The PIM Kinase Inhibitor TP-3654 in Combination with Ruxolitinib Exhibits Marked Improvement of Myelofibrosis in Murine Models

Myelofibrosis (MF) is the most severe form of myeloproliferative neoplasms (MPN). The median survival for MF patients is ~5 years. A somatic JAK2V617F mutation, which results in constitutive activation of the JAK2 tyrosine kinase, has been found in 50-60% patients with MF. Additional mutations in the genes encoding thrombopoietin receptor (MPL) and calreticulin (CALR) have been found in MF but at a lower frequency than JAK2V617F. Ruxolitinib, a JAK1/JAK2 inhibitor, has been approved for treatment of MF. Although ruxolitinib treatment can reduce splenomegaly and constitutional symptoms in patients with MF, it failed to induce disease remission or cure fibrosis. Therefore, there is a critical need to identify new therapeutic target(s) and develop novel targeted therapies for MF. We found that PIM1 expression is significantly increased in mouse and human MPN/MF hematopoietic progenitors. Moreover, PIM1 knockdown markedly inhibited proliferation in JAK2V617F-expressing cells but not in wild type JAK2-expressing cells. In this study, we investigated the efficacy of the second-generation pan-PIM kinase inhibitor, TP-3654, in hematopoietic cells expressing JAK2V617F and MPLW515L and murine models of MF.

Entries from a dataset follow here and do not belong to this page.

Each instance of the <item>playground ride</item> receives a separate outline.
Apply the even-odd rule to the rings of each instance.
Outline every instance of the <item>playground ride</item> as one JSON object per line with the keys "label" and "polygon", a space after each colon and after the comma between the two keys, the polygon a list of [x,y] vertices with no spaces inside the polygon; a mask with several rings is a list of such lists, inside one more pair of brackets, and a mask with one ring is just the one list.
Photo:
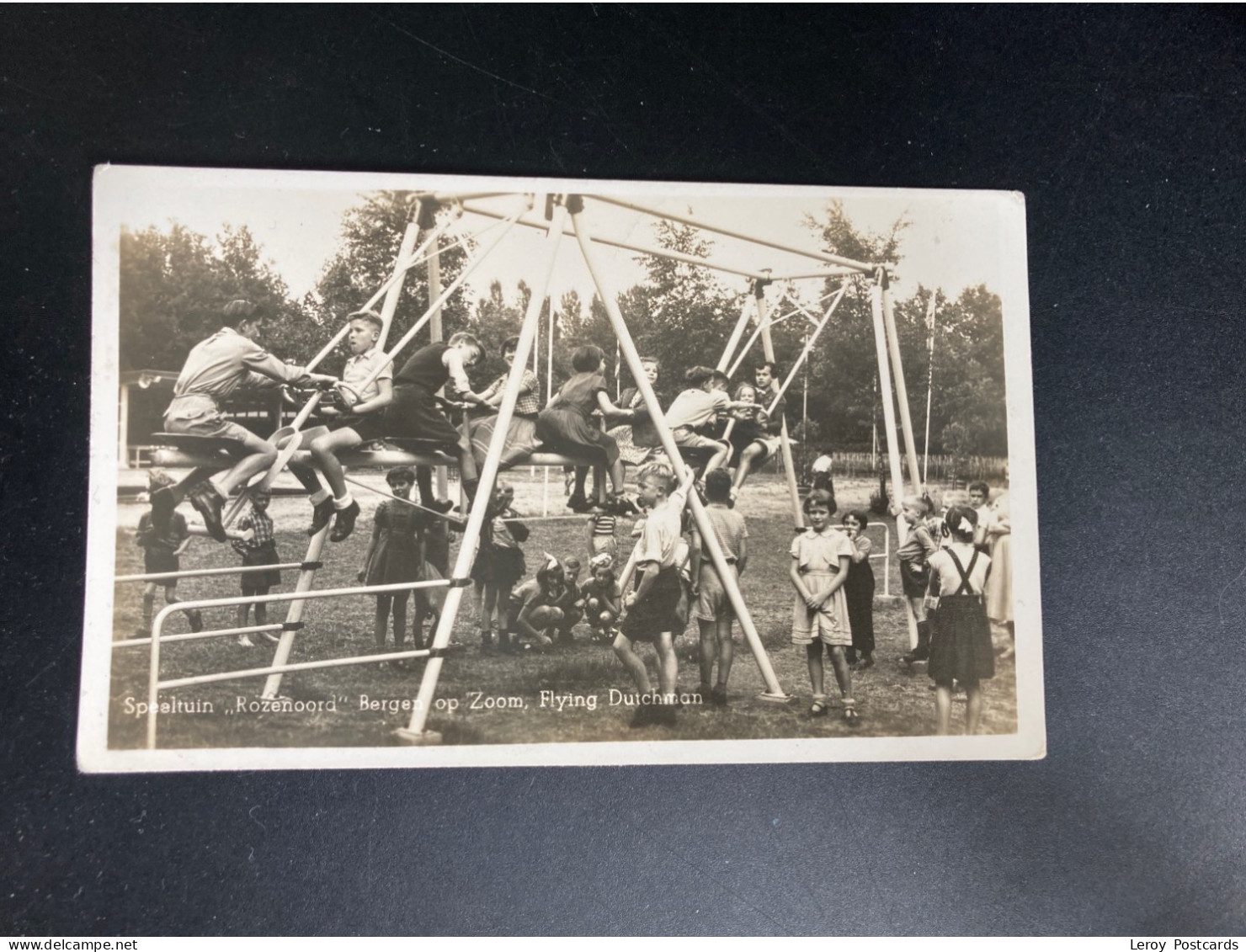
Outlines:
{"label": "playground ride", "polygon": [[[632,340],[630,333],[624,324],[622,313],[619,310],[614,289],[612,289],[607,280],[606,274],[601,267],[597,257],[597,247],[607,245],[613,248],[622,248],[625,250],[638,252],[642,254],[650,254],[657,257],[665,257],[674,260],[682,260],[698,267],[710,268],[715,270],[721,270],[731,274],[748,277],[751,282],[750,295],[746,298],[744,307],[741,308],[740,318],[736,321],[735,328],[730,335],[726,344],[726,349],[721,359],[719,360],[718,368],[724,373],[730,368],[731,370],[738,369],[741,361],[745,359],[749,348],[760,338],[763,345],[763,353],[765,359],[774,361],[774,343],[771,339],[771,328],[780,320],[785,320],[797,313],[804,314],[806,320],[811,323],[814,330],[809,334],[805,348],[796,364],[791,368],[787,378],[778,388],[776,391],[768,394],[766,397],[769,404],[766,409],[773,414],[778,407],[780,400],[782,399],[786,390],[790,388],[792,380],[795,379],[797,370],[807,360],[809,354],[817,336],[825,329],[831,314],[835,312],[839,303],[844,299],[844,295],[849,288],[849,282],[845,280],[837,292],[831,294],[825,294],[819,299],[821,304],[826,298],[831,298],[826,312],[819,318],[811,312],[809,312],[802,305],[799,305],[790,313],[784,314],[779,318],[770,315],[768,304],[765,300],[766,288],[774,280],[786,280],[792,282],[797,279],[819,279],[826,280],[829,278],[850,278],[852,275],[867,275],[872,278],[871,284],[871,310],[873,315],[873,330],[875,330],[875,344],[878,359],[878,375],[882,386],[882,391],[886,394],[883,400],[883,414],[887,424],[887,444],[888,444],[888,459],[891,465],[891,477],[892,483],[896,487],[897,496],[902,493],[902,475],[900,464],[900,450],[896,439],[896,419],[895,407],[891,401],[892,393],[892,375],[891,370],[895,368],[895,393],[896,400],[900,404],[900,416],[901,426],[903,430],[905,439],[905,459],[908,464],[908,472],[912,483],[920,485],[920,471],[917,469],[917,454],[912,434],[912,424],[908,414],[907,393],[905,389],[905,379],[900,363],[900,345],[896,338],[896,325],[895,315],[892,312],[891,295],[890,295],[890,275],[883,265],[870,264],[865,262],[856,262],[840,255],[826,254],[821,252],[809,252],[800,248],[787,247],[775,242],[769,242],[743,234],[740,232],[733,232],[723,228],[716,228],[709,226],[704,222],[693,219],[690,217],[669,214],[657,209],[647,208],[639,204],[633,204],[630,202],[623,202],[616,198],[603,197],[603,196],[579,196],[579,194],[566,194],[566,196],[545,196],[542,197],[545,206],[545,217],[542,219],[533,221],[532,218],[526,218],[525,214],[531,212],[537,204],[537,196],[520,196],[518,207],[511,214],[501,214],[496,211],[483,208],[472,202],[483,198],[492,198],[495,194],[466,194],[466,196],[441,196],[441,194],[422,194],[419,196],[414,203],[414,214],[409,222],[406,231],[402,237],[402,243],[399,249],[397,262],[395,263],[392,275],[381,285],[381,288],[373,295],[371,300],[365,307],[373,307],[378,300],[384,297],[384,304],[381,308],[383,329],[379,340],[379,346],[384,349],[390,325],[392,323],[392,317],[397,305],[397,299],[402,289],[402,279],[407,270],[410,270],[416,264],[424,263],[427,267],[427,280],[429,280],[429,297],[430,307],[406,334],[395,344],[388,353],[386,364],[392,364],[396,355],[415,338],[415,335],[425,326],[430,325],[430,334],[432,340],[442,339],[440,312],[441,307],[446,303],[451,294],[454,294],[471,273],[483,262],[490,253],[498,245],[502,238],[510,233],[515,226],[523,226],[526,228],[540,229],[545,233],[545,240],[542,243],[542,255],[541,265],[538,269],[538,280],[533,284],[533,293],[530,298],[527,312],[523,317],[522,328],[518,336],[518,344],[516,346],[515,359],[511,365],[511,370],[506,379],[506,385],[502,395],[501,404],[497,407],[497,422],[493,429],[493,436],[488,445],[488,450],[485,457],[483,465],[480,467],[480,488],[478,498],[488,498],[493,491],[497,482],[498,475],[498,462],[502,455],[502,449],[506,439],[507,427],[511,422],[515,411],[516,399],[520,393],[521,380],[523,375],[525,366],[527,365],[530,358],[535,354],[535,340],[538,333],[540,315],[548,297],[549,282],[553,273],[554,263],[557,260],[557,254],[559,249],[559,243],[563,237],[573,237],[578,245],[578,250],[582,255],[584,264],[592,275],[593,283],[597,289],[597,294],[604,304],[607,317],[609,319],[612,330],[614,331],[617,339],[618,353],[625,361],[630,375],[637,381],[637,386],[642,394],[644,407],[649,411],[650,417],[654,422],[654,427],[659,435],[662,450],[665,452],[667,457],[675,466],[677,476],[684,486],[690,486],[694,478],[694,471],[689,466],[688,461],[684,460],[684,455],[680,452],[680,447],[677,446],[674,436],[670,427],[667,425],[665,417],[663,415],[663,407],[658,404],[657,396],[653,391],[652,385],[648,383],[643,368],[640,365],[640,356]],[[810,272],[807,274],[795,274],[775,278],[769,270],[765,272],[751,272],[743,270],[739,268],[730,268],[720,264],[715,264],[709,259],[695,258],[692,255],[680,254],[678,252],[670,252],[662,248],[648,248],[642,245],[635,245],[627,242],[613,240],[608,238],[599,238],[592,234],[588,223],[586,221],[586,201],[602,202],[606,204],[619,206],[628,208],[630,211],[652,216],[659,219],[667,219],[673,222],[679,222],[684,224],[690,224],[706,232],[711,232],[726,238],[738,239],[748,242],[751,245],[760,245],[764,248],[773,248],[782,250],[791,254],[797,254],[805,258],[815,259],[820,263],[819,269]],[[440,239],[450,224],[451,217],[441,224],[437,224],[437,213],[441,211],[450,212],[450,216],[457,217],[464,213],[475,214],[485,218],[497,219],[500,231],[493,239],[483,245],[477,253],[475,253],[468,262],[465,264],[462,272],[459,277],[451,282],[445,289],[441,288],[440,282],[440,269],[439,269],[439,254],[442,248],[440,248]],[[569,223],[569,231],[568,231]],[[491,226],[492,228],[493,226]],[[487,231],[487,229],[486,229]],[[421,243],[420,248],[416,249],[415,244],[419,236],[424,233],[425,240]],[[460,239],[464,240],[464,239]],[[832,265],[832,267],[827,267]],[[744,348],[739,348],[741,339],[744,338],[745,330],[750,320],[756,323],[751,336]],[[308,370],[315,368],[320,361],[323,361],[333,349],[340,343],[345,336],[346,326],[343,326],[333,339],[320,350],[319,354],[313,358],[308,364]],[[551,331],[552,334],[552,331]],[[380,369],[374,373],[374,378],[379,375]],[[360,389],[366,389],[371,383],[369,380]],[[227,513],[224,522],[228,525],[232,522],[238,513],[243,510],[244,502],[249,493],[255,488],[268,488],[277,475],[287,466],[293,465],[307,465],[310,466],[310,457],[308,452],[303,449],[310,439],[316,434],[316,429],[304,430],[308,419],[312,416],[315,406],[321,399],[321,393],[316,391],[307,400],[305,405],[295,415],[293,422],[283,427],[278,434],[274,435],[274,444],[279,449],[278,457],[273,466],[264,474],[258,483],[253,485],[248,490],[244,490],[238,501],[231,507]],[[232,465],[237,457],[240,444],[235,445],[233,440],[222,439],[204,439],[193,436],[181,436],[181,435],[157,435],[157,439],[162,440],[171,449],[164,449],[157,452],[156,462],[166,467],[188,467],[191,469],[191,475],[187,476],[181,485],[193,486],[196,482],[206,478],[213,472],[218,472]],[[782,452],[784,469],[787,475],[787,490],[791,497],[792,506],[792,522],[794,528],[804,528],[804,518],[800,508],[800,500],[796,487],[795,467],[792,465],[791,455],[791,441],[787,435],[786,421],[784,420],[780,430],[780,447]],[[381,450],[366,450],[360,449],[359,451],[351,454],[344,454],[341,461],[346,466],[431,466],[437,470],[437,482],[439,482],[439,495],[445,496],[445,480],[446,480],[446,467],[455,462],[455,459],[444,451],[445,447],[432,446],[429,444],[422,444],[420,441],[390,441],[386,440],[386,447]],[[597,485],[601,487],[604,485],[604,474],[602,472],[601,461],[597,459],[578,459],[568,456],[564,454],[552,454],[552,452],[533,452],[527,460],[521,461],[520,465],[528,466],[543,466],[543,467],[566,467],[566,466],[592,466],[598,470]],[[356,485],[363,485],[356,482]],[[388,493],[383,493],[388,495]],[[407,503],[414,505],[414,503]],[[744,602],[740,593],[739,584],[735,581],[735,576],[729,571],[725,556],[718,542],[716,533],[713,531],[704,505],[701,503],[698,493],[695,491],[688,492],[688,507],[692,510],[693,518],[700,531],[703,543],[705,545],[709,557],[713,561],[718,574],[724,579],[724,587],[726,588],[728,597],[731,602],[731,607],[736,613],[740,622],[740,628],[745,634],[749,648],[753,653],[754,660],[758,665],[758,670],[764,682],[764,692],[759,695],[765,700],[774,702],[786,702],[787,695],[780,687],[774,669],[770,664],[769,655],[761,644],[761,638],[758,633],[756,626],[749,613],[749,608]],[[133,647],[148,647],[150,652],[150,668],[148,668],[148,704],[147,704],[147,748],[155,749],[157,746],[157,725],[158,725],[158,712],[159,712],[159,693],[162,690],[171,690],[174,688],[187,688],[196,684],[206,684],[211,682],[223,682],[223,680],[242,680],[250,678],[263,677],[264,687],[262,698],[275,699],[279,697],[282,678],[285,673],[312,670],[319,668],[336,668],[346,665],[358,664],[371,664],[378,662],[390,662],[401,659],[414,659],[425,658],[427,664],[424,669],[424,674],[420,682],[416,700],[414,703],[414,713],[411,715],[410,723],[405,728],[400,728],[395,731],[396,736],[401,743],[410,745],[424,745],[424,744],[436,744],[440,743],[440,734],[434,730],[427,729],[427,714],[432,709],[434,695],[437,687],[437,680],[441,673],[442,660],[454,653],[450,639],[454,631],[455,619],[457,617],[459,608],[462,602],[464,589],[471,586],[470,569],[472,561],[476,555],[476,550],[480,545],[481,531],[483,528],[486,506],[477,505],[472,506],[470,515],[466,521],[466,527],[462,530],[462,542],[459,548],[459,555],[451,568],[450,577],[446,579],[434,579],[426,582],[405,582],[400,584],[386,584],[386,586],[354,586],[346,588],[333,588],[333,589],[313,589],[315,572],[323,564],[321,555],[324,550],[325,536],[328,535],[329,526],[325,525],[316,531],[308,545],[307,553],[302,562],[283,563],[278,568],[298,568],[299,576],[295,583],[294,591],[288,593],[267,594],[267,596],[234,596],[228,598],[212,598],[212,599],[188,599],[181,601],[172,606],[163,607],[156,616],[152,623],[151,637],[148,638],[132,638],[126,640],[113,642],[113,648],[133,648]],[[445,516],[442,513],[436,513],[442,518],[454,518]],[[579,517],[576,517],[579,518]],[[897,531],[900,533],[900,542],[903,542],[903,521],[898,521]],[[890,548],[890,545],[888,545]],[[188,578],[196,576],[214,576],[214,574],[242,574],[248,571],[268,569],[272,567],[253,567],[253,568],[224,568],[224,569],[199,569],[199,571],[187,571],[177,573],[162,573],[162,574],[135,574],[135,576],[121,576],[116,578],[116,582],[151,582],[151,581],[163,581],[167,578]],[[634,571],[634,564],[632,562],[621,573],[621,583],[625,587],[630,574]],[[353,597],[360,594],[385,594],[385,593],[405,593],[407,591],[419,588],[445,588],[445,604],[439,614],[437,624],[432,634],[432,640],[429,647],[416,648],[411,650],[399,650],[388,652],[379,654],[366,654],[356,655],[349,658],[333,658],[324,660],[310,660],[290,663],[289,657],[294,647],[294,638],[299,631],[304,628],[304,612],[309,602],[324,598],[339,598],[339,597]],[[183,612],[187,609],[202,609],[202,608],[222,608],[232,607],[242,603],[288,603],[289,611],[287,619],[284,622],[277,622],[264,626],[253,626],[247,628],[223,628],[214,631],[198,632],[193,634],[174,634],[164,635],[163,627],[168,617],[173,612]],[[242,670],[228,670],[228,672],[216,672],[209,674],[199,674],[194,677],[178,678],[171,680],[159,679],[159,662],[161,662],[161,645],[162,643],[173,643],[189,639],[203,639],[203,638],[221,638],[228,635],[238,635],[257,632],[280,632],[275,653],[270,664],[265,667],[248,668]],[[910,640],[916,644],[916,624],[915,619],[910,617]]]}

TP-3654 (0.25-1.0 uM) treatment significantly reduced proliferation of murine Ba/F3 cells expressing JAK2V617F or MPLW515L. TP-3654 (0.5-1.0 uM) treatment also significantly inhibited human JAK2V617F-positive HEL, SET-2 and UKE-1 cells. However, TP-3654 only modestly affected proliferation of wild type JAK2-expressing Ba/F3 cells at higher concentrations. TP-3654 treatment also resulted in marked apoptosis in Ba/F3-EpoR-JAK2V617F, HEL and UKE-1 cells but not in wild-type JAK2 expressing Ba/F3-EpoR cells. Additionally, TP-3654 and ruxolitinib synergistically induced apoptosis in JAK2V617F- expressing hematopoietic cells. Moreover, TP-3654 treatment can overcome resistance to JAK2 inhibition in ruxolitinib-resistant Ba/F3-EpoR-JAK2V617F cells. Furthermore, TP-3654 significantly inhibited MPN/MF CD34+ hematopoietic progenitor colony growth.

We previously reported the generation of JAK2V617F knock-in mice. Whereas heterozygous JAK2V617F knock-in mice exhibit a polycythemia vera phenotype, mice expressing homozygous JAK2V617F rapidly develop high-grade MF. We have utilized the homozygous JAK2V617F mice to test the in vivo efficacy of TP-3654 alone or in combination with ruxolitinib against MF. Treatment of TP-3654 alone significantly reduced the increase in white blood cell (WBC) and neutrophil counts as well as spleen size in mice expressing homozygous JAK2V617F compared with vehicle treatment. Combined treatment of TP-3654 and ruxolitinib almost completely normalized the WBC and neutrophil counts and the spleen size in homozygous JAK2V617F mice. Histopathologic analysis revealed marked reduction in fibrosis in the bone marrow and spleens of TP-3654-treated mice whereas ruxolitinib treatment did not significantly alter fibrosis. Combined TP-3654 and ruxolitinib treatment almost completely eliminated fibrosis in the bone marrow and spleens of homozygous JAK2V617F mice.

Additionally, we have tested the in vivo efficacy of TP-3654 and TP-3654/ruxolitinib combination using bone marrow transplantation mouse model of MPL mutant (MPLW515L). We observed similar decrease in white blood cell and neutrophil counts in MPL mutant mice upon treatment of TP-3654 alone or in combination with ruxolitinib. We also observed significant decrease in splenomegaly in MPL mutant mice treated with TP-3654 alone and in combination with ruxolitinib. Combined treatment of TP-3654 plus ruxolitinib almost completely ablated the fibrosis in the bone marrow and spleens of MPL mutant mice.

To gain insights into the mechanism of inhibition of myelofibrosis by TP-3654 or TP-3654/ ruxolitinib drug combination, we performed RNA-sequencing on purified LSK (Lin^-Sca-1⁺c-kit⁺) cells from these drug-treated homozygous JAK2V617F mice. Analysis of RNA-sequencing data revealed that the genes related to HSC maintenance and TNF signaling pathways were significantly down-regulated by TP-3654 alone or TP-3654/ruxolitinib combination compared with vehicle. Overall, our results suggest that TP-3654 alone or in combination with ruxolitinib may have therapeutic potential against MF and support the clinical investigation of TP-3654 and ruxolitinib combination in patients with MF.